In a nutshell, the main differences IMO:
- You should know beforehand what your likely
bottleneck will be (I/O or CPU) and focus on the best algorithm and infrastructure
to address this. I/O quite frequently is the bottleneck.
- Choice and fine-tuning of an algorithm often dominates any other choice made.
- Even modest changes to algorithms and access patterns can impact performance by
orders of magnitude. You will be micro-optimizing a lot. The "best" solution will be
system-dependent.
- Talk to your colleagues and other scientists to profit from their experiences with these
data sets. A lot of tricks cannot be found in textbooks.
- Pre-computing and storing can be extremely successful.
Bandwidth and I/O
Initially, bandwidth and I/O often is the bottleneck. To give you a perspective: at the theoretical limit for SATA 3, it takes about 30 minutes to read 1 TB. If you need random access, read several times or write, you want to do this in memory most of the time or need something substantially faster (e.g. iSCSI with InfiniBand). Your system should ideally be able to do parallel I/O to get as close as possible to the theoretical limit of whichever interface you are using. For example, simply accessing different files in parallel in different processes, or HDF5 on top of MPI-2 I/O is pretty common. Ideally, you also do computation and I/O in parallel so that one of the two is "for free".
Clusters
Depending on your case, either I/O or CPU might than be the bottleneck. No matter which one it is, huge performance increases can be achieved with clusters if you can effectively distribute your tasks (example MapReduce). This might require totally different algorithms than the typical textbook examples. Spending development time here is often the best time spent.
Algorithms
In choosing between algorithms, big O of an algorithm is very important, but algorithms with similar big O can be dramatically different in performance depending on locality. The less local an algorithm is (i.e. the more cache misses and main memory misses), the worse the performance will be - access to storage is usually an order of magnitude slower than main memory. Classical examples for improvements would be tiling for matrix multiplications or loop interchange.

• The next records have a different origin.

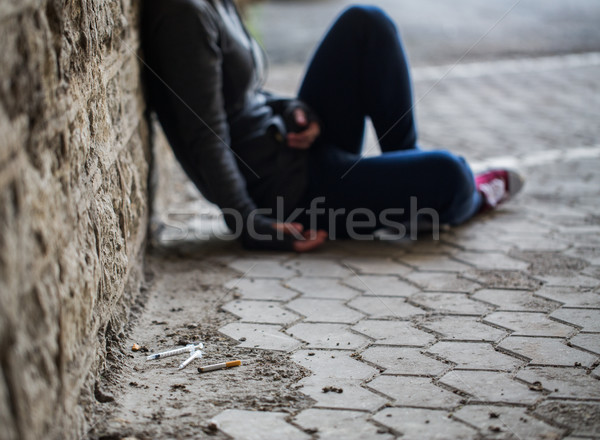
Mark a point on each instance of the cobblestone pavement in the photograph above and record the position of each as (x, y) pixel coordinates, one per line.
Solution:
(493, 331)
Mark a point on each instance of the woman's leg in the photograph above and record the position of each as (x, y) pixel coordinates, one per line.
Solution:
(395, 184)
(360, 70)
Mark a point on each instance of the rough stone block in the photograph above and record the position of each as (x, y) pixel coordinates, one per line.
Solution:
(414, 391)
(475, 356)
(393, 333)
(547, 351)
(490, 386)
(332, 425)
(404, 361)
(417, 423)
(257, 425)
(331, 336)
(324, 310)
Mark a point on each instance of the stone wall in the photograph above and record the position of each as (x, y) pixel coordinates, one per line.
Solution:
(74, 155)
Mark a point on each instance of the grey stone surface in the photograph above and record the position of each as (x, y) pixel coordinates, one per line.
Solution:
(587, 319)
(403, 361)
(74, 167)
(333, 365)
(263, 312)
(332, 425)
(261, 289)
(567, 383)
(434, 263)
(515, 300)
(257, 425)
(324, 310)
(321, 288)
(503, 422)
(327, 336)
(587, 341)
(417, 423)
(261, 268)
(450, 303)
(385, 307)
(571, 297)
(352, 397)
(378, 285)
(474, 356)
(393, 332)
(414, 391)
(547, 351)
(493, 114)
(264, 336)
(529, 324)
(489, 386)
(463, 329)
(441, 282)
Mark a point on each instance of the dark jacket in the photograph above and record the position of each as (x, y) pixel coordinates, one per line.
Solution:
(204, 79)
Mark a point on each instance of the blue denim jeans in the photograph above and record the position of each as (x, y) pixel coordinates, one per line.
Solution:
(360, 70)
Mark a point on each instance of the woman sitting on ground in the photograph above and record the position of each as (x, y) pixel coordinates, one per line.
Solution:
(288, 172)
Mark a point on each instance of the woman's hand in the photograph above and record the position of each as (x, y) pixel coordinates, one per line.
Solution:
(306, 240)
(305, 138)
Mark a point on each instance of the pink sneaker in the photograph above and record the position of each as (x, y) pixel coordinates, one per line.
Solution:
(497, 186)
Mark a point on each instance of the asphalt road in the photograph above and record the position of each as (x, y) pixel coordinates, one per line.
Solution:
(438, 31)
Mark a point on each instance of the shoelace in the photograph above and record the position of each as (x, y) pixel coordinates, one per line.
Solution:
(494, 191)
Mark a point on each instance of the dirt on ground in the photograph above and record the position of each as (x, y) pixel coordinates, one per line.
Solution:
(154, 399)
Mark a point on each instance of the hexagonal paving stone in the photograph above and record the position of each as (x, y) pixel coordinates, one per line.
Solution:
(587, 319)
(463, 328)
(515, 300)
(264, 312)
(352, 397)
(570, 297)
(475, 356)
(570, 281)
(492, 261)
(442, 282)
(264, 336)
(547, 351)
(529, 324)
(257, 425)
(566, 383)
(406, 361)
(333, 365)
(333, 425)
(379, 285)
(583, 418)
(260, 268)
(393, 332)
(376, 266)
(324, 310)
(450, 303)
(490, 386)
(414, 391)
(337, 336)
(434, 263)
(310, 266)
(261, 289)
(502, 423)
(322, 288)
(418, 424)
(587, 341)
(386, 307)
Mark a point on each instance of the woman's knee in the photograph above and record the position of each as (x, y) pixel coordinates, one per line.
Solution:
(453, 173)
(371, 16)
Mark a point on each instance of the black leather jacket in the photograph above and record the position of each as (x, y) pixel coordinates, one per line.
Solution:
(204, 80)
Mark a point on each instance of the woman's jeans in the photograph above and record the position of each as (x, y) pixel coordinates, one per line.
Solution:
(358, 71)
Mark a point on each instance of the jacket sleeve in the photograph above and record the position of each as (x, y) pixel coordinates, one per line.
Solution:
(188, 62)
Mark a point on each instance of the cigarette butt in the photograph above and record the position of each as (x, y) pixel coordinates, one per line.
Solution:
(220, 366)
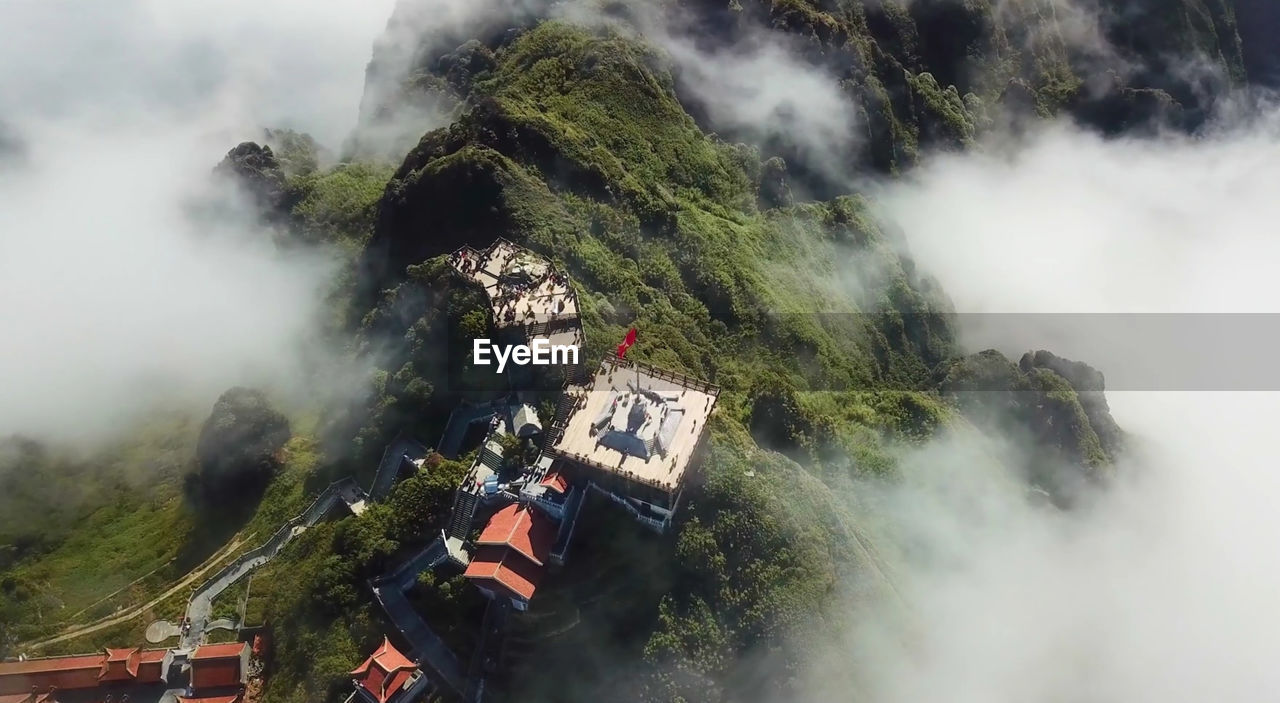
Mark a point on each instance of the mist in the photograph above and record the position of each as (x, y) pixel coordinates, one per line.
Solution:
(118, 300)
(1161, 587)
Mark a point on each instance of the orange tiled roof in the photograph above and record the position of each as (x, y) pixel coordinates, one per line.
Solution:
(384, 671)
(216, 665)
(522, 529)
(506, 567)
(28, 698)
(556, 483)
(119, 665)
(54, 672)
(219, 651)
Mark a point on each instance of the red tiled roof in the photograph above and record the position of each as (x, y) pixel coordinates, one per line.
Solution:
(216, 665)
(214, 674)
(219, 651)
(60, 672)
(556, 483)
(210, 699)
(522, 529)
(83, 671)
(384, 671)
(28, 698)
(507, 569)
(119, 665)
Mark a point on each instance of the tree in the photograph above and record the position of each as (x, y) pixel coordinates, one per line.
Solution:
(238, 443)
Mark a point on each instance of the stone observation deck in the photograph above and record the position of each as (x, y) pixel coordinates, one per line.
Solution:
(635, 421)
(522, 287)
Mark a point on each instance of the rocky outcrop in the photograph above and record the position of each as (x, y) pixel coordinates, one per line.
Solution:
(256, 173)
(775, 186)
(1057, 405)
(1260, 31)
(1089, 389)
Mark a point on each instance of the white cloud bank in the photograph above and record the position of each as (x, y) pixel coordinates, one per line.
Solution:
(1162, 590)
(114, 300)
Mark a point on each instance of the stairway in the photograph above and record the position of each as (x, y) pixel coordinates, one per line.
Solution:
(551, 437)
(489, 457)
(464, 510)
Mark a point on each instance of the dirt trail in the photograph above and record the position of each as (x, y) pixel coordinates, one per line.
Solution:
(186, 581)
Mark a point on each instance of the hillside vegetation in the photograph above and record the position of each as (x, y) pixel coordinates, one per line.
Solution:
(588, 145)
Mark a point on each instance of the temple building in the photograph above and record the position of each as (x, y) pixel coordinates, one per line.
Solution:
(387, 676)
(511, 553)
(110, 670)
(632, 430)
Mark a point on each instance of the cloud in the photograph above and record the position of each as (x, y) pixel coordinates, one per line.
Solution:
(117, 300)
(758, 90)
(746, 82)
(1161, 588)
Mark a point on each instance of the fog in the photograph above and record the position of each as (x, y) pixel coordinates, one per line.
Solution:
(1161, 589)
(117, 301)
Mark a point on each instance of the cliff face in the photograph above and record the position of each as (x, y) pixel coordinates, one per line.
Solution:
(1260, 28)
(914, 73)
(580, 138)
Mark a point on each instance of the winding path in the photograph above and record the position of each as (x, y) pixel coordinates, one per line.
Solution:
(425, 644)
(138, 610)
(201, 606)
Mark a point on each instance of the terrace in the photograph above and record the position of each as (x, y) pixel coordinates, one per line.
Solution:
(635, 421)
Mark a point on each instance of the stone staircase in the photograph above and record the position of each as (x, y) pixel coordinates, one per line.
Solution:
(464, 511)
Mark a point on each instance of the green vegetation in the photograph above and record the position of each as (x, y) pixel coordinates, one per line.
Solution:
(831, 350)
(238, 444)
(315, 597)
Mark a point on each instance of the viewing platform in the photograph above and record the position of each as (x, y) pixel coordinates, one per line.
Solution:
(634, 429)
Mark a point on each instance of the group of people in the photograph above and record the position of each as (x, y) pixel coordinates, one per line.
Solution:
(464, 261)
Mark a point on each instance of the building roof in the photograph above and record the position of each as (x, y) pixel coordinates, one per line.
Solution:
(218, 665)
(524, 421)
(219, 651)
(507, 569)
(119, 665)
(48, 697)
(82, 671)
(521, 529)
(556, 482)
(233, 698)
(384, 672)
(53, 672)
(638, 421)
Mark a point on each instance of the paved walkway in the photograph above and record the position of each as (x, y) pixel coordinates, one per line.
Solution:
(201, 606)
(388, 468)
(138, 610)
(425, 646)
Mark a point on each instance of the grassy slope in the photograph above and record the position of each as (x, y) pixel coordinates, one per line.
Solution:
(585, 154)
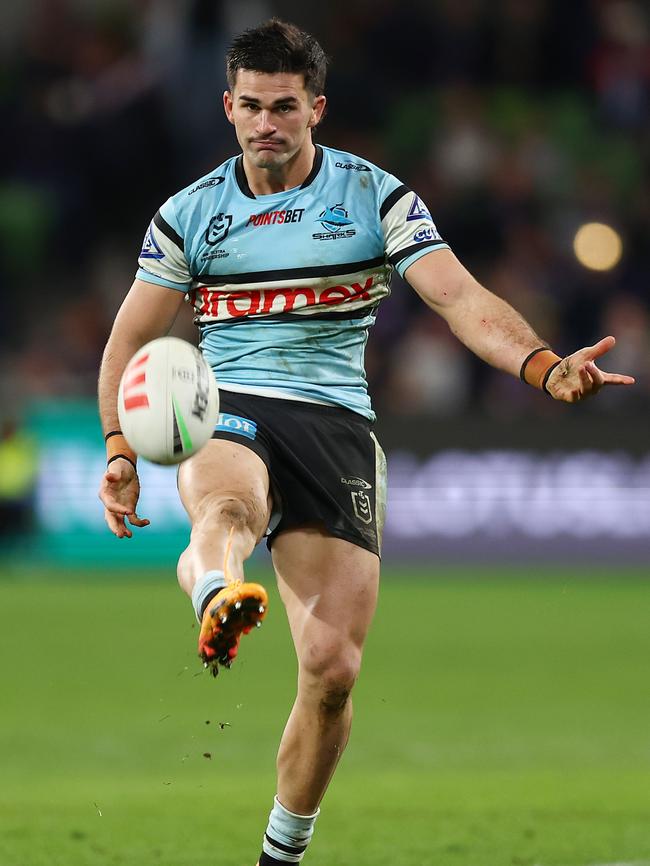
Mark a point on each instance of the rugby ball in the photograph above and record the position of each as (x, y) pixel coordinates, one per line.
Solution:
(168, 401)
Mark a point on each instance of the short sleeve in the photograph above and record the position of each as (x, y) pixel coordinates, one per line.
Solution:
(408, 227)
(162, 258)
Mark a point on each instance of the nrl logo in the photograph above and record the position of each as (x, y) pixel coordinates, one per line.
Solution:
(361, 506)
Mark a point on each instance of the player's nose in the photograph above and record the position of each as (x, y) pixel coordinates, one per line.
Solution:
(264, 124)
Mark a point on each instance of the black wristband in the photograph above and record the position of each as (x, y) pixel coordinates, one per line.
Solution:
(522, 371)
(124, 457)
(547, 376)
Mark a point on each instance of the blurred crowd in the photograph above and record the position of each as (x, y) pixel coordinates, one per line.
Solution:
(517, 121)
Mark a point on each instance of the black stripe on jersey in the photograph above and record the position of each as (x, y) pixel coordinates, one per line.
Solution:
(318, 161)
(392, 199)
(396, 258)
(242, 180)
(168, 231)
(288, 273)
(288, 849)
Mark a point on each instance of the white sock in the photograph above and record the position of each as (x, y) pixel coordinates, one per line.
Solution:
(206, 586)
(287, 834)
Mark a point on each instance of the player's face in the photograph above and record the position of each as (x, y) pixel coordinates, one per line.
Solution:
(272, 114)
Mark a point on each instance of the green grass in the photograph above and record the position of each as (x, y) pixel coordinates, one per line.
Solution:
(501, 718)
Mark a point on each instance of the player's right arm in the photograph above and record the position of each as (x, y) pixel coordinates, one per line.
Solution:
(148, 312)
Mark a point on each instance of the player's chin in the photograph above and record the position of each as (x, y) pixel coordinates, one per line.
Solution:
(268, 159)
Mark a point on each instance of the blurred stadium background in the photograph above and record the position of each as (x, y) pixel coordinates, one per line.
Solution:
(525, 125)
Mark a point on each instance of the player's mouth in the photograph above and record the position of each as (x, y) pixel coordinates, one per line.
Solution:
(267, 144)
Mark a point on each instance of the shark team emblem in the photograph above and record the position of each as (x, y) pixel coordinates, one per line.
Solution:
(218, 228)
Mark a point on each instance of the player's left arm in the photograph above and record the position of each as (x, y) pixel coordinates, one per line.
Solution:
(498, 334)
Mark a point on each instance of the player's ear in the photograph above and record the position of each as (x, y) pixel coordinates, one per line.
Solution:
(227, 105)
(317, 111)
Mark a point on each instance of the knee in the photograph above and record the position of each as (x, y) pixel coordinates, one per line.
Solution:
(329, 673)
(243, 513)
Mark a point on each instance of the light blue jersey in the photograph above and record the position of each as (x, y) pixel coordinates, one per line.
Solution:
(286, 286)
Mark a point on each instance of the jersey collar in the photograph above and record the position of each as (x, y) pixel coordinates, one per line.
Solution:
(242, 180)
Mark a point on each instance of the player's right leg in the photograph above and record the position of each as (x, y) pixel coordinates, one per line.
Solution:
(225, 491)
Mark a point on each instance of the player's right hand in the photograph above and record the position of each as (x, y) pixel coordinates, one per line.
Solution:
(119, 491)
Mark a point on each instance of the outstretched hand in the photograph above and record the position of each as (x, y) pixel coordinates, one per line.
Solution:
(577, 377)
(119, 491)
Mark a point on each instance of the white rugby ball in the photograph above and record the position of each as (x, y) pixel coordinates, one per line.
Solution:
(168, 401)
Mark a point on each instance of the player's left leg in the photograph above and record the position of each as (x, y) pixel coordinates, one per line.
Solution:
(329, 588)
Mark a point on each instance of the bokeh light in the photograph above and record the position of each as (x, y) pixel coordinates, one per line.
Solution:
(598, 246)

Computer, Language, Specialized Tools
If your bottleneck is I/O, this means that algorithms for large data sets can benefit from more main memory (e.g. 64 bit) or programming languages / data structures with less memory consumption (e.g., in Python __slots__
might be useful), because more memory might mean less I/O per CPU time. BTW, systems with TBs of main memory are not unheard of (e.g. HP Superdomes).
Similarly, if your bottleneck is the CPU, faster machines, languages and compilers that allow you to use special features of an architecture (e.g. SIMD like SSE) might increase performance by an order of magnitude.
The way you find and access data, and store meta information can be very important for performance. You will often use flat files or domain-specific non-standard packages to store data (e.g. not a relational db directly) that enable you to access data more efficiently. For example, kdb+ is a specialized database for large time series, and ROOT uses a TTree
object to access data efficiently. The pyTables you mention would be another example.